100円ショップにも、「物価高」の影響が及んでいるという。

100円ショップ ぴっくあっぷ大山店 三坂護社長:
100円ショップとうたっている以上、100円で売らなきゃいけない。原価があがったけれども、売価が100円で変えられないんですよ。変えられないから利益がどんどんどん減っちゃう。そういう状況ですよね、100円ショップは。

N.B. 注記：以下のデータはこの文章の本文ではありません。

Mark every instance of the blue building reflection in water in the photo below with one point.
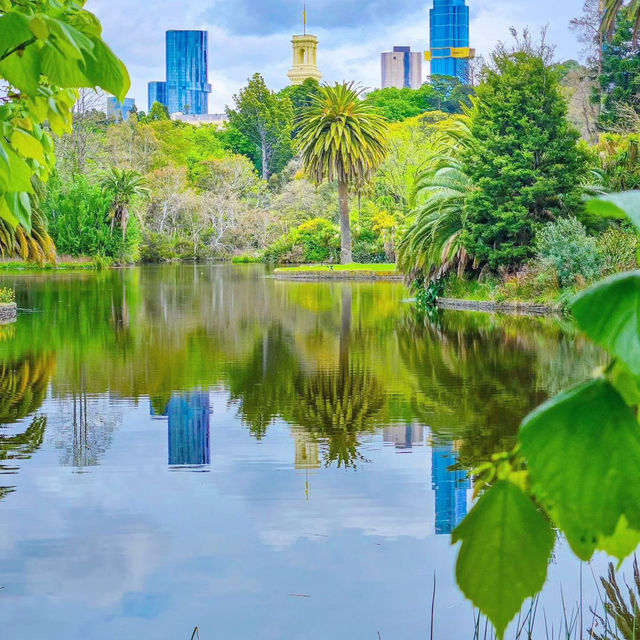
(188, 415)
(450, 486)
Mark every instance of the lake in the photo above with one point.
(206, 446)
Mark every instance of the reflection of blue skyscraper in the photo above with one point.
(189, 428)
(451, 488)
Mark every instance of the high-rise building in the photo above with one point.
(401, 68)
(186, 89)
(119, 110)
(450, 52)
(157, 92)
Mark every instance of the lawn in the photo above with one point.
(377, 268)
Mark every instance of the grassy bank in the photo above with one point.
(386, 269)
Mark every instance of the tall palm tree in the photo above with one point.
(124, 186)
(342, 137)
(432, 244)
(611, 9)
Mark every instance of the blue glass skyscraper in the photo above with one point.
(450, 51)
(157, 92)
(187, 63)
(186, 89)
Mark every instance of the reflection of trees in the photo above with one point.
(476, 378)
(86, 426)
(23, 385)
(20, 447)
(336, 406)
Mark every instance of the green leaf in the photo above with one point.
(27, 145)
(609, 313)
(22, 72)
(105, 70)
(617, 205)
(623, 542)
(506, 546)
(626, 383)
(582, 449)
(14, 31)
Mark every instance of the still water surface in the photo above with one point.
(204, 445)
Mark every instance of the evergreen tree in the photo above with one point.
(620, 78)
(525, 163)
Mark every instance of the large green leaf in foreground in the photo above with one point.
(506, 545)
(609, 313)
(583, 451)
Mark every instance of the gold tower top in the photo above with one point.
(305, 59)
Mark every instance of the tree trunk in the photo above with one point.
(345, 228)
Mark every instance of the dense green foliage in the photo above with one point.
(342, 138)
(48, 49)
(595, 505)
(442, 94)
(565, 247)
(525, 163)
(265, 118)
(619, 80)
(78, 222)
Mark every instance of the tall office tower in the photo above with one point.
(157, 92)
(119, 110)
(450, 486)
(401, 68)
(450, 52)
(187, 71)
(186, 89)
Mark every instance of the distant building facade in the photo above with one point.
(305, 59)
(401, 68)
(449, 31)
(186, 89)
(119, 110)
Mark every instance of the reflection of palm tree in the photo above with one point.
(20, 447)
(23, 386)
(337, 405)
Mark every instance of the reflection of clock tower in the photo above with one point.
(305, 57)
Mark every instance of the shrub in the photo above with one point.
(317, 240)
(619, 250)
(78, 222)
(7, 296)
(565, 246)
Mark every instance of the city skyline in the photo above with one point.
(244, 38)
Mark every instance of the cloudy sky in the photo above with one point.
(246, 36)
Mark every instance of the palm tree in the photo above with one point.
(124, 186)
(432, 245)
(611, 9)
(343, 138)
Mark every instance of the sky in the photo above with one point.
(248, 36)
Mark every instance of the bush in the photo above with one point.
(7, 296)
(565, 246)
(619, 250)
(317, 240)
(78, 222)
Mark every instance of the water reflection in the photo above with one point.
(451, 486)
(276, 389)
(188, 417)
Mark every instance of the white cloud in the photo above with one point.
(352, 35)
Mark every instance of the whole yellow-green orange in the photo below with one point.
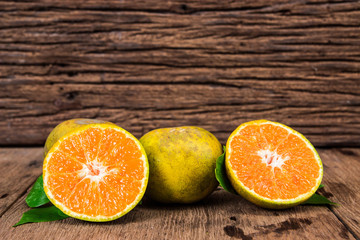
(182, 162)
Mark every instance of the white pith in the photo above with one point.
(271, 158)
(280, 162)
(95, 171)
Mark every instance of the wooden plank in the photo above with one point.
(221, 216)
(19, 167)
(343, 185)
(214, 64)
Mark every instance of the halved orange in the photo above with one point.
(272, 165)
(95, 171)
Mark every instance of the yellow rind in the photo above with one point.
(182, 164)
(77, 130)
(256, 198)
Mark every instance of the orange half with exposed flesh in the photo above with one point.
(97, 172)
(272, 165)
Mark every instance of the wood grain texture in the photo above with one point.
(213, 64)
(343, 185)
(19, 168)
(220, 216)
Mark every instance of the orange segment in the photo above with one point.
(272, 165)
(96, 173)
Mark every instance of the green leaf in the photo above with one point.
(37, 196)
(220, 173)
(317, 199)
(43, 214)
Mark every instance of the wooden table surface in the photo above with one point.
(213, 64)
(220, 216)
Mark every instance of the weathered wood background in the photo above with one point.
(151, 64)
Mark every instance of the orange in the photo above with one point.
(272, 165)
(94, 170)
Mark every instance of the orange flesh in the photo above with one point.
(97, 172)
(273, 162)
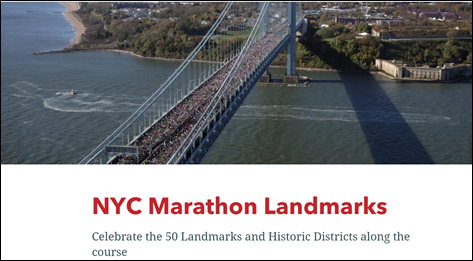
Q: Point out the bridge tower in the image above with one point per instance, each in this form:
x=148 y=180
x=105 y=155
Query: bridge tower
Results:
x=291 y=46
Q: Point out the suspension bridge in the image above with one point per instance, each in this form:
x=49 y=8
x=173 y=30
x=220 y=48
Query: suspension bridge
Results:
x=182 y=119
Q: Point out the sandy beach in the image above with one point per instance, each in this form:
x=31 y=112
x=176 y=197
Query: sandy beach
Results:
x=79 y=27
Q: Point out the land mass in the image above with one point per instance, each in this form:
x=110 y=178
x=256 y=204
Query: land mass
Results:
x=170 y=31
x=69 y=13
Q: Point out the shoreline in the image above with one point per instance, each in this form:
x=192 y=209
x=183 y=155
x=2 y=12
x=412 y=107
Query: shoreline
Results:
x=181 y=60
x=78 y=26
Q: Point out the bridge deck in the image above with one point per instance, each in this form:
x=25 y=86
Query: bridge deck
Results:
x=159 y=143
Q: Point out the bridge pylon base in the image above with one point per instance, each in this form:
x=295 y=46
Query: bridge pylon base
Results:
x=288 y=79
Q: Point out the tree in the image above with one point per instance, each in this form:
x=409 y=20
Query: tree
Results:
x=453 y=33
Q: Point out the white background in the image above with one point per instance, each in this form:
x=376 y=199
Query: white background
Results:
x=47 y=211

実際、もともと8本売りだった電池は半分の4本にしたり、ごみ袋も枚数を減らしたりと“実質値上げ”を余儀なくされているという。

100円ショップ ぴっくあっぷ大山店 三坂護社長:
これも値上げの案内、こんなに全部あがっちゃうんですよ。64円が73円、55円が63円とか、10円ぐらいだけど10円が厳しい。
ほかにも…。

100円ショップ ぴっくあっぷ大山店 三坂護社長:
これなんかね。これはちょっと前はなんとかギリギリ100円でできたんですよ。原価があがちゃって(売値)200円。200円じゃないと売れないんですよ。
食品の売り場にはアメだけが…
さらに、売り場面積にも変化が…。

100円ショップ ぴっくあっぷ大山店 三坂護社長:
こっち側(の棚)全部食品で、だけど値上がりしちゃって100円でできるものほとんどなくなってしまって、今そこにどうしてもっていうんで、アメだけ。これだけやっているんです、なんとか。
こうした物価高を受け、閉店を余儀なくされた店も。

神奈川県川崎市にある100円ショップは、2月をもって閉店することを決断。
個人経営ということもあり、地域密着を売りにしているため、簡単に値上げすることができず、経営が厳しくなったからだという。
取材したこちらの姉妹店も、2025年夏に閉店したという。

100円ショップ ぴっくあっぷ大山店 三坂護社長:
こういうブリキのおもちゃとか、ここにしかないってものが結構あるんですよ。

現在店内の90%ほどは100円の商品だといい、今後も独自路線を売りにしていくとしている。